Our ward swung from Labour to the Conservatives back in 2007 and is up for reelection next week. Back then, I indulged in a little tactical voting. Going by the significant swing away from Labour, I wasn’t the only one. All three sitting councillors lost their seats. I suspected at the time, that this would see Roger Berry ousted at the general election. I was not wrong.
This time around, I’m really not sure. The Conservative chappie was all smiles and told us that he was concerned about local issues such as the parks – and, importantly, the lorries that do a three-point-turn at the bottom of the road. Well, yes, I know they are keen to stop this as are their Labour opposite numbers. We get leaflets telling us about the campaign and how important it is that it be stopped.
Here, perhaps, I might give a little background. Our road is a horseshoe type cul-de-sac. This leads out onto a road that is partially one-way due to the narrowness of the road up the hill under the railway bridge to the left as you turn out. There is a 7.5t limit on the road under the railway bridge. As you turn right, there are small trading units. As you traverse this road, to your left is a small estate that was once a factory and on the right small businesses such as a timber merchant. At the end of the road is a car franchise. All of these businesses have deliveries and the trucks that deliver have to come into what is a eventually a residential road and get out again. Because of the weight limit, they have to get out the same way they get in. Ergo, they come to the bottom of our road and use it as a turning point. Residents, apparently, are angry about this. I am a resident and I have never been asked if I am angry about this. Maybe I should get angry that I wasn’t asked?

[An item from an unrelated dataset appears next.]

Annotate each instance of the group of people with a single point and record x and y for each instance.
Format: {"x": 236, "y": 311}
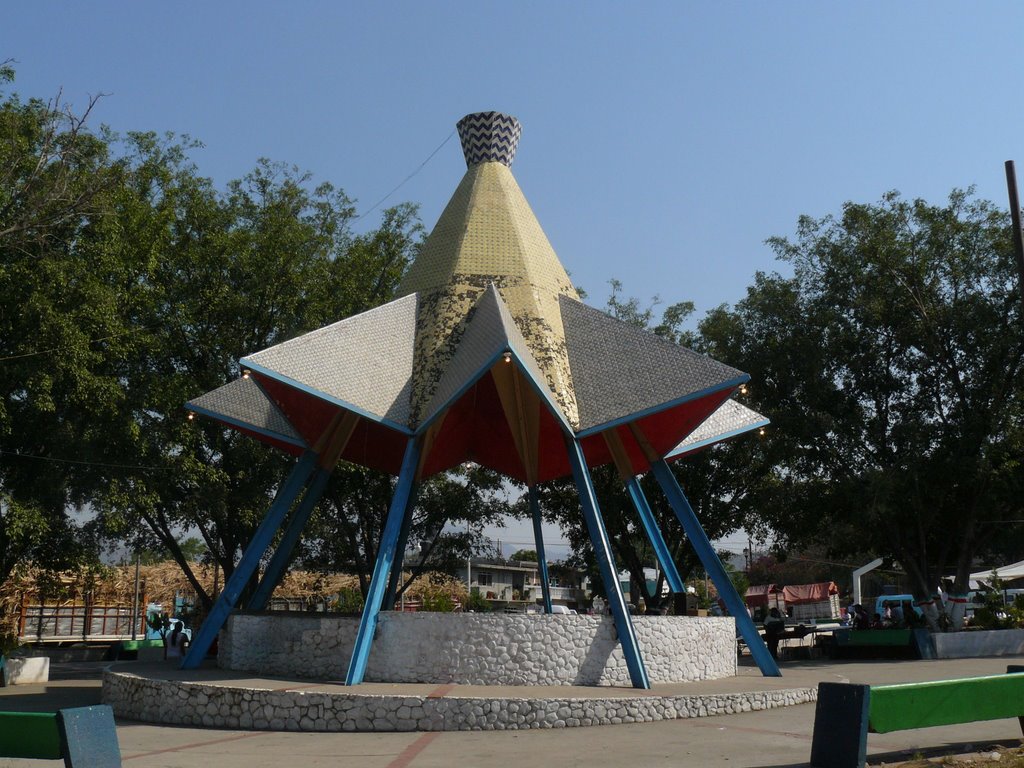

Okay, fair enough, I don’t live on the corner, merely a hundred years or so further up, but I have had my journeys slightly delayed waiting for trucks to complete their manoeuvres. No one has asked if I am angry about this. Maybe I should be angry about it – maybe I should be angry that no one has asked if I am angry that my journeys have been delayed by a few minutes. They could have been important minutes. As it is, I just select neutral, sit back and let them get on with it. I wasn’t aware that it was a big issue until I saw the election leaflets. Apparently it is and the local councillors have been getting bollards put up – I wondered where they came from – and 7.5t limit signs at the entrance to the road. Apparently, though, the one for going ahead is in the wrong place which is why the truckers are still turning into our road. The campaign, we were told, continues until this sign is re-sited to the correct side of the road. That way the trucks would have to pass it to conduct their manoeuvre, whereas at the moment, they don’t. And people are angry about this.
Once this happens – as it will – the only alternative for the truckers is to reverse out into a main road onto a mini roundabout – those that don’t deliver to the old factory, that is.
When this chap went, Mrs L made the comment that none of what he was on about bothered her in the slightest. It doesn’t bother me, either. Perhaps there’s something wrong with us. The trading units don’t cause me any problem and the trucks are, at best, a minor inconvenience on the odd occasion that they delay my journey.
All of which leads to what to do on next Thursday. I’ve stopped caring about the colours of the rosettes. I have no interest in the local campaigns to stop people doing things and while parks are nice, it’s not a burning issue for me. The stuff they think is important is of no consequence to me. All I want from the council is the bins emptied and the streets lit. I would prefer it if they didn’t piss my money up the wall on traffic management schemes and more traffic lights, but that’s about it – and it’s a lost cause anyway. Maybe I should start a campaign. Labour, Conservative – or that rare bird around here, the Lib Dems – won’t actually change the status quo. They are all part of that status quo. They like the status quo. It works in their favour after all.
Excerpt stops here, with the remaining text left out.